Aku meminta lelah ini digantikan oleh sesuatu yang bisa membuatku berhenti sejenak, berhenti dari tuntutan, berhenti dari kegagalan yang datang silih berganti, berhenti dari pikiran yang tak pernah benar-benar pulang ke tempat tenangnya.
Aku pernah berharap ada alasan yang membuatku bisa meletakkan semuanya untuk sementara, alasan yang membuat dunia mengerti bahwa aku juga sedang kehabisan tenaga.
Barangkali dalam keputusasaan itu ada doa yang meluncur tanpa kupikirkan baik-baik. Barangkali ada kalimat yang keliru saat aku mengadukan hidup kepada-Mu. Aku tidak tahu.
Sebab kini aku berdiri di hadapan kenyataan yang jauh lebih berat daripada yang pernah kubayangkan.
Bukan seperti ini yang kumaksud, Tuhan.
Aku hanya ingin beristirahat dari beban, bukan kehilangan arah. Aku hanya ingin meredakan sesak, bukan menambah luka yang baru. Aku hanya ingin diberi ruang bernapas, bukan dipaksa berjalan sambil menahan runtuh yang tak kunjung selesai.
Dulu aku mengira masalah hidup hanyalah perkara kuat atau tidak kuat menjalaninya. Namun semakin jauh aku melangkah, semakin aku sadar bahwa ada hari-hari ketika seseorang tetap berdiri, tetapi sebenarnya sudah roboh di dalam dirinya.
Ada hari ketika senyum hanya menjadi kewajiban. Ada hari ketika tawa sekadar cara agar orang lain tidak bertanya terlalu jauh. Ada hari ketika tubuh masih bekerja seperti biasa, tetapi jiwa telah lama duduk kelelahan di sudut yang tak terlihat siapa-siapa.
Dan jika boleh jujur, Tuhan, aku mulai takut pada diriku sendiri.
Takut karena semakin sering berpura-pura baik-baik saja. Takut karena semakin terbiasa memendam semuanya sendirian. Takut karena aku tidak lagi tahu mana yang benar-benar kuat dan mana yang sekadar bertahan.

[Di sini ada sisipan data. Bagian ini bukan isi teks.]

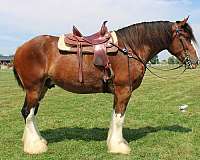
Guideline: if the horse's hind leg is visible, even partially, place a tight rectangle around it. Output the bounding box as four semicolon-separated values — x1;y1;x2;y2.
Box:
21;89;47;154
107;86;131;154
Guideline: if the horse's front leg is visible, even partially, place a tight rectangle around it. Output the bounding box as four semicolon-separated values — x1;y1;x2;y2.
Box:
107;86;131;154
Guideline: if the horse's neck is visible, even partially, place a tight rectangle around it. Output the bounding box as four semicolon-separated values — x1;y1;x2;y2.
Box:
137;37;168;63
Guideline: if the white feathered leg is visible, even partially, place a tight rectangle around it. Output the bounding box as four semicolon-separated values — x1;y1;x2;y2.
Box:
22;108;47;154
107;111;131;154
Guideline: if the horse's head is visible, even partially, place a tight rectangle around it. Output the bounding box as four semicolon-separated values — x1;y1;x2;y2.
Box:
168;17;199;69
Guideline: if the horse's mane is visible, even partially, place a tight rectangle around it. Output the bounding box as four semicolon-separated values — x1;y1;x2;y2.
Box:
176;21;198;46
116;21;196;50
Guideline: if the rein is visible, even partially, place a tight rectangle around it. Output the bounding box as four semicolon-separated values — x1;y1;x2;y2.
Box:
110;43;170;81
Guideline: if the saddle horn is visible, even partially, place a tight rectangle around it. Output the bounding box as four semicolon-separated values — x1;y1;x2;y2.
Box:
100;21;108;36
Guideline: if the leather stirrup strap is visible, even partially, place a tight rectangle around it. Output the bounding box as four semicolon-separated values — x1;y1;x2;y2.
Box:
77;42;83;83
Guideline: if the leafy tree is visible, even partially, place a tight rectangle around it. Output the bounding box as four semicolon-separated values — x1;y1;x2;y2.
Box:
150;55;160;64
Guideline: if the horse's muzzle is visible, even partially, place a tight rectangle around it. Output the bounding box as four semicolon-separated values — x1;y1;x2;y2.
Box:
185;59;200;69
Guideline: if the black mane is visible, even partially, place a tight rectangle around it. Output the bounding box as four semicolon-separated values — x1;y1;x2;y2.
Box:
116;21;197;50
116;21;173;50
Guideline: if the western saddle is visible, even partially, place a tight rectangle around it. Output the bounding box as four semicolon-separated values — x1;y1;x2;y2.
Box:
64;21;117;83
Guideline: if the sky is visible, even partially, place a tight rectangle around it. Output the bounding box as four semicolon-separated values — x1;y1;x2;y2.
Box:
0;0;200;59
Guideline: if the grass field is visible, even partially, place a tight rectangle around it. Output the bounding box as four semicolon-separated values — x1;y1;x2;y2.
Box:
0;66;200;160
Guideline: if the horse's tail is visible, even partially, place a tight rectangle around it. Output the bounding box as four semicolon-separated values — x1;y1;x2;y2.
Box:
13;66;24;90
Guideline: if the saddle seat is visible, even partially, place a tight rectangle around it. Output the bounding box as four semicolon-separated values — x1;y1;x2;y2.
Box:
73;21;110;45
61;21;118;83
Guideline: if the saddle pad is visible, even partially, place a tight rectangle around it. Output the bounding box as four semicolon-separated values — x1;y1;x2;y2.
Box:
58;31;118;53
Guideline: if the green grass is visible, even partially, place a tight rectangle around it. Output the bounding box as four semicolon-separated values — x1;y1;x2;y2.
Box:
0;66;200;160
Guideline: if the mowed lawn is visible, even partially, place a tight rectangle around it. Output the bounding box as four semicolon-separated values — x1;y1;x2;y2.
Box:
0;66;200;160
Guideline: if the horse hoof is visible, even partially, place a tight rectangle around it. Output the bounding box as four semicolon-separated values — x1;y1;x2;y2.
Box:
108;141;131;154
24;139;48;154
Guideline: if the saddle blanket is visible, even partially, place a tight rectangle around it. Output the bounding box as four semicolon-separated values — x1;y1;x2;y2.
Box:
58;31;118;53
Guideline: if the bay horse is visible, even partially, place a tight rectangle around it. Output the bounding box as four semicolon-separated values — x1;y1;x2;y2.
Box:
13;18;198;154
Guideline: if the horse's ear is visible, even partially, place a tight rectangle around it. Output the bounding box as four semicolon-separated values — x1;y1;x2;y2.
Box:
179;16;190;26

Mungkin aku memang pernah meminta hidup yang lebih ringan. Namun bukan dengan cara seperti ini.
Sebab sakit yang datang dari persoalan hidup ternyata berbeda. Ia tidak terlihat seperti luka, tetapi perlahan menghabiskan harapan. Ia tidak mengeluarkan darah, tetapi membuat hati kehilangan banyak hal yang dahulu membuatnya tetap hidup.
Bukan sakit seperti ini, Tuhan.
Jika memang hidup harus tetap berjalan dengan segala ujiannya, maka cukupkan aku dengan bahu yang masih sanggup memikul, dengan hati yang masih mampu menerima, dan dengan harapan yang tidak habis meski berkali-kali dipatahkan oleh kenyataan.